İbn-i Abbas -radıyallâhu anhümâ-’dan rivâyet edildiğine göre, Arefe günü Arafat’tan Müzdelife’ye dönerken Resûl-i Ekrem -sallallâhu aleyhi ve sellem- arka tarafta bazı kimselerin bağırıp çağırdığını, develerine vurduğunu duyunca, kamçısıyla işâret ederek onları sükûnete davet etmiş ve:

“Ey insanlar! Sükûnetle hareket edin! Acelece etmekle sevap kazanılamaz…” buyurmuştur. (Buhârî, Hac, 94)

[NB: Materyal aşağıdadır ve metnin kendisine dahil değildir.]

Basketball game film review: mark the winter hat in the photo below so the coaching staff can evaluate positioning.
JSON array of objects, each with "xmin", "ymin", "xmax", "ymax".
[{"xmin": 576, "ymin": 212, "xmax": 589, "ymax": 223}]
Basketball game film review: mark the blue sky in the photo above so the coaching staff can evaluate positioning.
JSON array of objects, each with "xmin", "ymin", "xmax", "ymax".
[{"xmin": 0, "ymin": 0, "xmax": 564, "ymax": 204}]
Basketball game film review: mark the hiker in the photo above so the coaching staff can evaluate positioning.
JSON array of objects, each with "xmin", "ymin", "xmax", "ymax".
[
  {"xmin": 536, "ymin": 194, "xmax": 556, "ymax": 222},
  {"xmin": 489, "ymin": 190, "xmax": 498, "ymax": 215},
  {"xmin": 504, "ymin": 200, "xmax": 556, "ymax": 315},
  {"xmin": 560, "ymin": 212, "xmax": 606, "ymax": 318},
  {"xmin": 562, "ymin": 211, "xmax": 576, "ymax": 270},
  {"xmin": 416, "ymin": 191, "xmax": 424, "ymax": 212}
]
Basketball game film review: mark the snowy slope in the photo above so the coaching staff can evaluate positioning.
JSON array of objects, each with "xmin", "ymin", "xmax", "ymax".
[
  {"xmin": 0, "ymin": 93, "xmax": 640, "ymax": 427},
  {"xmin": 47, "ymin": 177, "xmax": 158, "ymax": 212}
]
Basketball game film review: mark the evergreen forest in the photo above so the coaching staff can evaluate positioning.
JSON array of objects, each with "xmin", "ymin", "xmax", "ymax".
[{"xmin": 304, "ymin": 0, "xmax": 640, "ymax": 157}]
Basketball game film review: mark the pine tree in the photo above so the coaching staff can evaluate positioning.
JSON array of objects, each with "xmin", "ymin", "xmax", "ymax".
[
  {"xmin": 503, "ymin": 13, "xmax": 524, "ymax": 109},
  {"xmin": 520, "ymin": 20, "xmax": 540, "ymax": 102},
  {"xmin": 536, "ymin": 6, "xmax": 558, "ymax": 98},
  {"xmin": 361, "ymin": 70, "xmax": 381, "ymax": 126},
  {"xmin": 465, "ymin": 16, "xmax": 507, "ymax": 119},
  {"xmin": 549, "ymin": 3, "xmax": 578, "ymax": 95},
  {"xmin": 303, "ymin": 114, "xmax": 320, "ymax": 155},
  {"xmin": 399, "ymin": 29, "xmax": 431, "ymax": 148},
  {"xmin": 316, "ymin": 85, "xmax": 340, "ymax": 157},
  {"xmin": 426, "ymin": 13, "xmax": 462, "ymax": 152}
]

Resûlullâh -sallallâhu aleyhi ve sellem- insanları en çok kızdıran ve tehevvüre sevkeden anlarda dahî sükûnet ve vakârını bozmazdı. İnsanların nezâketsizlik ve kabalıklarına tahammül gösterir ve kendilerine mülâyemetle muâmele ederdi. Enes -radıyallâhu anh- şöyle anlatıyor:

“Resûlullah -sallallâhu aleyhi ve sellem- ile beraber yürüyordum. Üzerinde Necran kumaşından yapılmış, kenarları sert ve kalın bir hırka vardı. Bir bedevî Resûl-i Ekrem’e yetişerek hırkasını sertçe çekti. Hırka, Efendimiz’in boynunda iz bıraktı. Daha sonra bedevî:

– Ey Muhammed! Senin yanında bulunan Allâh’ın mallarından bana da verilmesini emret, dedi. Allâh Resûlü bedevîye dönüp tebessüm etti. Sonra da ona bir şeyler verilmesini emretti. (Buhârî, Humus, 19)

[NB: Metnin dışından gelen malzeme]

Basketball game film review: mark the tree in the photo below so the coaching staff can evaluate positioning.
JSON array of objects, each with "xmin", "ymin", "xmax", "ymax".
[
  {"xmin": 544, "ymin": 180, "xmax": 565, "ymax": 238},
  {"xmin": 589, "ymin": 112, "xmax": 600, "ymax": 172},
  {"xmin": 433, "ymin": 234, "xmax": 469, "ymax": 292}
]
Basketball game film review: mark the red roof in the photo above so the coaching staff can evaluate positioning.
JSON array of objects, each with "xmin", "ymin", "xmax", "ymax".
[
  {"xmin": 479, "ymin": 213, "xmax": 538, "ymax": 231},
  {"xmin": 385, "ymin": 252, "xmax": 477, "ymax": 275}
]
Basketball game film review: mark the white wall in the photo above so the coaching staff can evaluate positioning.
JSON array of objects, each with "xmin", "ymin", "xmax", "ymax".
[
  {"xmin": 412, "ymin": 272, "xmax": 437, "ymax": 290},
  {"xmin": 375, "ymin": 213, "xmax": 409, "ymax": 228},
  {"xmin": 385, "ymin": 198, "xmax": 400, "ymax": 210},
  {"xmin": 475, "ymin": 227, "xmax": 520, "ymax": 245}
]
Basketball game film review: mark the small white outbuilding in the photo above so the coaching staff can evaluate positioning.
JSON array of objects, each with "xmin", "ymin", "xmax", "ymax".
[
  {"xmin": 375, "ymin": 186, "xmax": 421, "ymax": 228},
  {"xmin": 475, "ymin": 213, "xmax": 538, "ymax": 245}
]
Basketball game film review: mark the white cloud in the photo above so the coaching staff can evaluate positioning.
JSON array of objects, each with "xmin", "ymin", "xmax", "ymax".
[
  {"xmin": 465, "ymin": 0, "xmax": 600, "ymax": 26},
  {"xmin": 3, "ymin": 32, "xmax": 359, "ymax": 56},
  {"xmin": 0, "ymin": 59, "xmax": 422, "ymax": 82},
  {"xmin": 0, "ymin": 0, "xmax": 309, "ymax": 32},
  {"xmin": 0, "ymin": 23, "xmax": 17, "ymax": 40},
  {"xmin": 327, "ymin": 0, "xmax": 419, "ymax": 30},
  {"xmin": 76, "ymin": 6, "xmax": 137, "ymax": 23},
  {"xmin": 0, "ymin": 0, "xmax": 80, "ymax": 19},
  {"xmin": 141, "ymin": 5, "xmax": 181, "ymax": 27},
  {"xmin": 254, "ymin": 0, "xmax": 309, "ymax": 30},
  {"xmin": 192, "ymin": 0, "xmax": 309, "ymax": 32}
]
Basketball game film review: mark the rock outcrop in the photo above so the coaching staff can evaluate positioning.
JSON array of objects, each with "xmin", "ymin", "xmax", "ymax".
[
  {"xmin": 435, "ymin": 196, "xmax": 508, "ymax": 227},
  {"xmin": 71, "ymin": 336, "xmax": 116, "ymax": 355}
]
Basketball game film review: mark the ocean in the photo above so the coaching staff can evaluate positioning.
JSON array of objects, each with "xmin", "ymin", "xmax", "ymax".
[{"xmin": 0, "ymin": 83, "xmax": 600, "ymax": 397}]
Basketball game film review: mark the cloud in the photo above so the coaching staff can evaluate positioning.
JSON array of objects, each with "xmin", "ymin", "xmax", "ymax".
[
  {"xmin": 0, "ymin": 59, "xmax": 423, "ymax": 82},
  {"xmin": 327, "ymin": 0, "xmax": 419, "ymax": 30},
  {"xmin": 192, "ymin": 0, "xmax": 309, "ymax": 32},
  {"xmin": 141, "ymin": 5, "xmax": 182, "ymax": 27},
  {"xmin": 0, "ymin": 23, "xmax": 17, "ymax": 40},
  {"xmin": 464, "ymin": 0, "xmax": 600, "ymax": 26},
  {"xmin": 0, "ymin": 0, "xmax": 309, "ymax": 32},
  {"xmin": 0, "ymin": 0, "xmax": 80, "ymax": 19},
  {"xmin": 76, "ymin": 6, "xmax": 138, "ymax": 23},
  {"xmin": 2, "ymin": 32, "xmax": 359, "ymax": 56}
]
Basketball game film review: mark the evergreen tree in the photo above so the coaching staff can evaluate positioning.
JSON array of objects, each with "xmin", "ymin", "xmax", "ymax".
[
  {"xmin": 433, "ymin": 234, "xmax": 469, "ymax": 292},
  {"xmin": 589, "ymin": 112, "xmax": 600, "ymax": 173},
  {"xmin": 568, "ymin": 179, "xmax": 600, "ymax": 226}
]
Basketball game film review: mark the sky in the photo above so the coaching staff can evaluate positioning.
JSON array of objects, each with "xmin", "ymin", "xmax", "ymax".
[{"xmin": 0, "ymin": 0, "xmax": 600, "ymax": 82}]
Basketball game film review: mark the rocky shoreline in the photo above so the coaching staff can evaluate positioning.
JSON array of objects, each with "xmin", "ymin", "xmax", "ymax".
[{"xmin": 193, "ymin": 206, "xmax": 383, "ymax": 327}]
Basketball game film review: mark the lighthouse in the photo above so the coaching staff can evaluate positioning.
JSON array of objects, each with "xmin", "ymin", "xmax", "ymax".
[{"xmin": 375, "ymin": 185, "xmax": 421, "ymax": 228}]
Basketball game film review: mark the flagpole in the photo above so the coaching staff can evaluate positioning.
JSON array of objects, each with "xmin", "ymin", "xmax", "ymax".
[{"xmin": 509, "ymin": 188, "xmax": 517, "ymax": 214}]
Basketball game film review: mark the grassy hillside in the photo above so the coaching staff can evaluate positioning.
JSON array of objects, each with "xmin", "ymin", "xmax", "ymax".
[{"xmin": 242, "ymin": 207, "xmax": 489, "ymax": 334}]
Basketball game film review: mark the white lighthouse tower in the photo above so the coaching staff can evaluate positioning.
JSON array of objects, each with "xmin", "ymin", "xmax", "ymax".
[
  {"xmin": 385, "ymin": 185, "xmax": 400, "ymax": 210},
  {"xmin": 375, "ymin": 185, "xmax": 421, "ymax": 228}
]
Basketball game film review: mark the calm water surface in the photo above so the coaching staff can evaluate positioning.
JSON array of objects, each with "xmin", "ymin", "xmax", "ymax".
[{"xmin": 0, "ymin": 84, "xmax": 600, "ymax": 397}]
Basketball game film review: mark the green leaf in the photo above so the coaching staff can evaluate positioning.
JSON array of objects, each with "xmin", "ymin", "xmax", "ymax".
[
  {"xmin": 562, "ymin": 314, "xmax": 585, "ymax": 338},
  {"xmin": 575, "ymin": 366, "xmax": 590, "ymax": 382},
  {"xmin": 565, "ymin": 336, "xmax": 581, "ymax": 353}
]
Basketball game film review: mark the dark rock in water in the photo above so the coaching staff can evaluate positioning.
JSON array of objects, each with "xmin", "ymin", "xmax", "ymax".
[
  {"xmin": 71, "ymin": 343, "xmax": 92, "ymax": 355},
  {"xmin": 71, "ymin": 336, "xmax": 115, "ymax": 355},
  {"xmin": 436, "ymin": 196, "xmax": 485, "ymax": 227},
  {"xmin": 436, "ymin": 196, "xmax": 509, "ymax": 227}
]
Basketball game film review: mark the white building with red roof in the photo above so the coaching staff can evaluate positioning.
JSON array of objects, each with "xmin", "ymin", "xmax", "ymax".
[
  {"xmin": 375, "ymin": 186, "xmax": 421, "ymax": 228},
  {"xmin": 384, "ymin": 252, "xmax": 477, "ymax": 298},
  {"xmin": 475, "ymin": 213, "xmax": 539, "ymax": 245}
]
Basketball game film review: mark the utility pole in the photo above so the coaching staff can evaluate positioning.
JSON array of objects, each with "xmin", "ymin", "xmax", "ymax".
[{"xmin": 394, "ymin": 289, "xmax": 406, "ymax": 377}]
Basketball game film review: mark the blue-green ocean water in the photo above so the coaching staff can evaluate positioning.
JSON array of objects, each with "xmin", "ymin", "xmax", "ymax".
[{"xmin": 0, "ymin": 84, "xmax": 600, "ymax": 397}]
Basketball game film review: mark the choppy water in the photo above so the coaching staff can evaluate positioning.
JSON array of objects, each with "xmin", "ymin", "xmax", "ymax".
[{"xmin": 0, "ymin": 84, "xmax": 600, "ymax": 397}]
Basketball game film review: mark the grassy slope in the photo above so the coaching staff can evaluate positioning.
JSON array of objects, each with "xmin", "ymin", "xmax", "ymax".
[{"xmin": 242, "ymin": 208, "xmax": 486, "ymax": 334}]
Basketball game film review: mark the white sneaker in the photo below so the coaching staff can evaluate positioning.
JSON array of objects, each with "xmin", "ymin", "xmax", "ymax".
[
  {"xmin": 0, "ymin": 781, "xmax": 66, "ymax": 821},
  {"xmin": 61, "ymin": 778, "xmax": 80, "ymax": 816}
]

Peygamber Efendimiz, ne bir kadın ne de bir hizmetçi, hiç kimseye vurmamıştır. Ancak Allâh yolunda savaştığı zamanlar müstesnâ. Kendisine fenâlık yapan kimseden intikam almaya da kalkmazdı. Yalnız Allâh’ın yasak ettiği şeyler çiğnenince, o yasağı çiğneyen kimseye Allâh için cezasını verirdi. (Müslim, Fedâil, 79)

Resûlullâh -sallallâhu aleyhi ve sellem- bulunduğu meclislerde son derece derli toplu oturur, vakâra yakışmayacak herhangi bir durumu görülmezdi. Çoğu zaman sükût hâlinde bulunur, gereksiz hiçbir söz sarfetmezdi. Ebû Mâlik el-Eşcaî babasının şöyle dediğini rivâyet eder; “Bizler delikanlı iken sık sık Resûlullâh’ın huzurunda otururduk. Allâh Resûlü’nden daha uzun süre sükût hâlinde duran birini görmedim. Sahâbeleri konuşup lâfa daldıklarında kendisi tebessüm ederdi.” (Heysemî, X, 298)



[1] Eğer bir kimse, yolda ansızın Resûlullâh’ı görüverecek olsa, onun yürüyüşünden heybete kapılır, asâlet ve vakârındaki yücelik ile ürperirdi.